La risoluzione identifica questa attività come una forma di mecenatismo che, per le sue caratteristiche, si discosta totalmente dallo scopo lucrativo proprio delle sponsorizzazioni. In pratica, secondo le Entrate, si tratta pur sempre di una liberalità, anche se le fondazioni non trasferiscono somme di denaro all’ente pubblico territoriale ma provvedono direttamente al pagamento delle fatture per la progettazione e l’esecuzione dei lavori di restauro del bene pubblico. A sostegno della propria tesi l’Agenzia delle Entrate si relaziona al parere reso dal Ministero per i beni e le attività culturali – competente in merito all’ambito oggettivo di applicazione della norma di agevolazione e, per questo motivo, preventivamente interpellato – , secondo il quale l’iniziativa intrapresa dalle fondazioni bancarie costituisce un caso di diretta applicazione dell’art. 121, del D.Lgs. n. 42/2004 (Codice dei beni culturali e del paesaggio), che prevede espressamente che gli enti pubblici territoriali possano stipulare protocolli d’intesa con le fondazioni bancarie che per statuto perseguono scopi di utilità sociale nel settore dell’arte, attività e beni culturali “al fine di coordinare gli interventi di valorizzazione sul patrimonio culturale e, in tale contesto, garantire l’equilibrato impiego delle risorse finanziarie messe a disposizione”.

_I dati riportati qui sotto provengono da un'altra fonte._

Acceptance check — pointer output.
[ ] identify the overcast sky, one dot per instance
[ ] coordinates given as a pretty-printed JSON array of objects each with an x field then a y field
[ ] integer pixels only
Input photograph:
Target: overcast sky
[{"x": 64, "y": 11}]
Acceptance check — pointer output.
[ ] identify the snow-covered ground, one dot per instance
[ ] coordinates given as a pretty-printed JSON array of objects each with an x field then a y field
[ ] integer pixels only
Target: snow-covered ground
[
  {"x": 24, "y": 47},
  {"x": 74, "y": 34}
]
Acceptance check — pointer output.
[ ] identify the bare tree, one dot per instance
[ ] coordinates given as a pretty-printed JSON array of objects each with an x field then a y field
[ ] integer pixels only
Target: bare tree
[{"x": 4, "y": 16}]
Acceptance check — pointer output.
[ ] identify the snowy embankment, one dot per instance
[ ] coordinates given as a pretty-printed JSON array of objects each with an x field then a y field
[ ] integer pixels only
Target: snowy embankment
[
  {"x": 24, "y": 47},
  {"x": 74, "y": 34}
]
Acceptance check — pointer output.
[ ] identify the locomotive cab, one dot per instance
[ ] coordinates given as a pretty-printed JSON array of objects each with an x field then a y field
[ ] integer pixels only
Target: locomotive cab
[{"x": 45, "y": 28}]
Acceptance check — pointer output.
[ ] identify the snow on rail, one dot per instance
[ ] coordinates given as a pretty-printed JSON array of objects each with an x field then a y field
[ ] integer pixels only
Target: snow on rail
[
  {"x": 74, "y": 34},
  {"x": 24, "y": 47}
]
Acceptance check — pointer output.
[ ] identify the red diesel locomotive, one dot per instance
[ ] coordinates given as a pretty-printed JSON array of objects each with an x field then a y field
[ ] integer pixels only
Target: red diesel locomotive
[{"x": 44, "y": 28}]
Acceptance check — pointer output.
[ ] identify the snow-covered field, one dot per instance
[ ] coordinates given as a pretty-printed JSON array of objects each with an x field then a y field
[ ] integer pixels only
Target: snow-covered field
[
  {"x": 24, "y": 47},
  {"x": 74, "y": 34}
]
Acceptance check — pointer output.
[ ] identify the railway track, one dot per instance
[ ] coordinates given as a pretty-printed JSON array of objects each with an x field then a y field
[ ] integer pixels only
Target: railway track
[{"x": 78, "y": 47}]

Il punto focale sta proprio qui: l’Agenzia delle Entrate equipara questo tipo di erogazione – quantificata a monte, sulla base dei protocolli d’intesa tra le fondazioni e l’ente pubblico, come somma determinata – ad un’erogazione in denaro.
La norma riconosce infatti solo alle “erogazioni liberali in denaro” la possibilità di attribuire al donante il beneficio qualificato come “art bonus”. In questo caso, in via eccezionale (come sottolinea la risoluzione) si può estendere l’operatività della disposizione anche ad una fattispecie nella quale la liberalità è, di fatto, corrisposta “in natura”, attraverso il pagamento delle fatture relative all’intervento di ripristino del bene pubblico.